Explorando os Limites

Os membros da tripulação do Polaris Dawn disseram à CNN que não têm qualquer hesitação em participar de uma missão tão experimental. Gillis e Menon afirmaram que sua experiência ao longo de anos de trabalho na SpaceX — especificamente no programa Crew Dragon — dá a elas uma visão detalhada de como a empresa resolve problemas, o que adiciona uma camada de conforto.

E Poteet, que serviu por 20 anos na Força Aérea e trabalhou com Isaacman na empresa de aviões de combate Draken International, disse que a missão Polaris Dawn mostra o que a equipe da SpaceX pode “realizar em poucos anos, o que é um verdadeiro testemunho de seu profissionalismo.”

“Não tenho absolutamente nenhuma dúvida”, acrescentou Poteet. “Tenho plena confiança de que eles verificaram cada detalhe na preparação para nossa missão.”

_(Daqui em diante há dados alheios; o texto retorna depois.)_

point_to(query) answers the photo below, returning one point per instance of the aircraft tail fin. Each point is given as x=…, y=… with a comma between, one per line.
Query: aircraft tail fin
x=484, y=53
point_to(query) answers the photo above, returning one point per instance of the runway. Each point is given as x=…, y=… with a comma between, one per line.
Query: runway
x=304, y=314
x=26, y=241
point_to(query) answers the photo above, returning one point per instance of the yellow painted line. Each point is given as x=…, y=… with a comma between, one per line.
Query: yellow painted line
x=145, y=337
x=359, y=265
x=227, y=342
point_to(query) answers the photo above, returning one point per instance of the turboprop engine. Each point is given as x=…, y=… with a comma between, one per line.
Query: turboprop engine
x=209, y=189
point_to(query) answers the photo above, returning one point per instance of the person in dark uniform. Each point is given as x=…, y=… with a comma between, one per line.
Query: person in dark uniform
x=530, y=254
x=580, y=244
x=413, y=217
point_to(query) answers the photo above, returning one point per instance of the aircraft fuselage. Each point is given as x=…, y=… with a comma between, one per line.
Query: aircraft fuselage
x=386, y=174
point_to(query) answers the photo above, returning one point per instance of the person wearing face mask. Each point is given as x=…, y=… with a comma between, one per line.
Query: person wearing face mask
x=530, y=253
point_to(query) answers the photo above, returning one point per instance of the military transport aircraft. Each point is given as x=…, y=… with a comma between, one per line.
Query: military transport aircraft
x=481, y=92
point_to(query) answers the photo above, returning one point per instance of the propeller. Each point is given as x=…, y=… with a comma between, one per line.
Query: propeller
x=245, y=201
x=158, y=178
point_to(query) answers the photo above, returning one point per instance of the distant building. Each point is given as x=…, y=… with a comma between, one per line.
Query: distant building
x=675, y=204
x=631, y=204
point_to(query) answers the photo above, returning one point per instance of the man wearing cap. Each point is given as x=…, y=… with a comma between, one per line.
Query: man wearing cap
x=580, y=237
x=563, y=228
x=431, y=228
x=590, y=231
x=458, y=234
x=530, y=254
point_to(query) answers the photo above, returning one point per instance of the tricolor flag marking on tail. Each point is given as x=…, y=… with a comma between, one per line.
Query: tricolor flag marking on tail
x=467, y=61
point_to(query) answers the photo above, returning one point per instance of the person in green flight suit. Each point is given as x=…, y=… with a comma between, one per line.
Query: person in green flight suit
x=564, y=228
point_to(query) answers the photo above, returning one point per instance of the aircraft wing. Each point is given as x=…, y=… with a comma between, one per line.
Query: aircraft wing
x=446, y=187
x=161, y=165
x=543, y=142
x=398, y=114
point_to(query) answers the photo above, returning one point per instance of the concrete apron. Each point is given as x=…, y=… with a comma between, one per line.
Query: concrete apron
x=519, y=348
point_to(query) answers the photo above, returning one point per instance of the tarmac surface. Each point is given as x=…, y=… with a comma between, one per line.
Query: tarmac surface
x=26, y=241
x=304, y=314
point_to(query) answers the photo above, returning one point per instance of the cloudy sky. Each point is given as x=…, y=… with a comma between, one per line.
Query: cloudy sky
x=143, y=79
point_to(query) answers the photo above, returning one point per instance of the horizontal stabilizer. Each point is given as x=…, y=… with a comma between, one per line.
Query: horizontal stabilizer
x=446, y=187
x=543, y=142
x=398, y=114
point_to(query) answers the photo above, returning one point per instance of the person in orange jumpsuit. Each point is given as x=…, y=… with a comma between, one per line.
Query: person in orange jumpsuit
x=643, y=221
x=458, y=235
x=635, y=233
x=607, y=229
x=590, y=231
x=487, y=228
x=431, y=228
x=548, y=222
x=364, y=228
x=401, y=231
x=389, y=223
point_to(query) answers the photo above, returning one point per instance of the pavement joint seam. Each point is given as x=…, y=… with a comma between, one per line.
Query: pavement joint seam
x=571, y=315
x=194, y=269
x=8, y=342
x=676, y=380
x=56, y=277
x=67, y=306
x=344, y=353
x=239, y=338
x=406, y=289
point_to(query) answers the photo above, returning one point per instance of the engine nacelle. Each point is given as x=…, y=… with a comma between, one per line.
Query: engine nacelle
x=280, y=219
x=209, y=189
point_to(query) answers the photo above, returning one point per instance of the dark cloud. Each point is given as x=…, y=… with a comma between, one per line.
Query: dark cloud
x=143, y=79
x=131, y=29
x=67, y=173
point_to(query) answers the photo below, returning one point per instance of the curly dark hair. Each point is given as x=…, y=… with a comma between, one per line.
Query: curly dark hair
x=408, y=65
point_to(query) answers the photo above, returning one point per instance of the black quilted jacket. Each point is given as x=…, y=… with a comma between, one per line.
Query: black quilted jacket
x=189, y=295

Isaacman disse que sua inspiração para buscar feitos ousados no espaço vem em parte da missão fundadora da SpaceX: Tornar a humanidade uma espécie multiplanetária, como diz o CEO Elon Musk, abrindo caminho para um futuro em que as pessoas vivam e trabalhem em Marte ou em outros planetas.

No verão anterior ao lançamento da Inspiration4, Isaacman visitou as instalações da SpaceX no sul do Texas. Esse é o local de testes e operações de lançamento do foguete Starship da empresa, o maior veículo de lançamento já criado, que Musk diz ser o que levará humanos a Marte pela primeira vez.

Essa visita foi “como uma experiência religiosa”, disse Isaacman. “Estávamos cercados pelas pessoas que ajudariam a humanidade a chegar a Marte e realmente explorar nosso sistema solar. Eu não sei, isso me tornou um verdadeiro crente.”

A SpaceX também é inegavelmente um ímã para controvérsias, especialmente em torno de Musk, que ultimamente tem ganhado as manchetes mais por suas opiniões políticas e declarações do que por suas ambições espaciais.

Isaacman credita a Musk a visão que impulsiona a SpaceX no dia a dia. Mas, ele acrescentou: “A SpaceX é uma organização realmente muito grande, e, infelizmente, muitas vezes sinto que tudo se resume a uma única pessoa.”

“Quando estou na SpaceX — e passo muito tempo lá — não vejo vice-presidentes, não vejo diretores. Interajo com muitos (jovens funcionários)”, disse Isaacman. “Acho que a SpaceX está, em nosso tempo, na aventura mais incrível imaginável… a possibilidade de desvendar os mistérios da vida. De onde realmente viemos? Qual é o nosso propósito? Podemos ficar realmente chocados com essas respostas e, ao longo do caminho, descobrir: Quem sabe que tipo de tecnologias podem simplesmente mudar a existência da humanidade — nossa trajetória neste mundo.”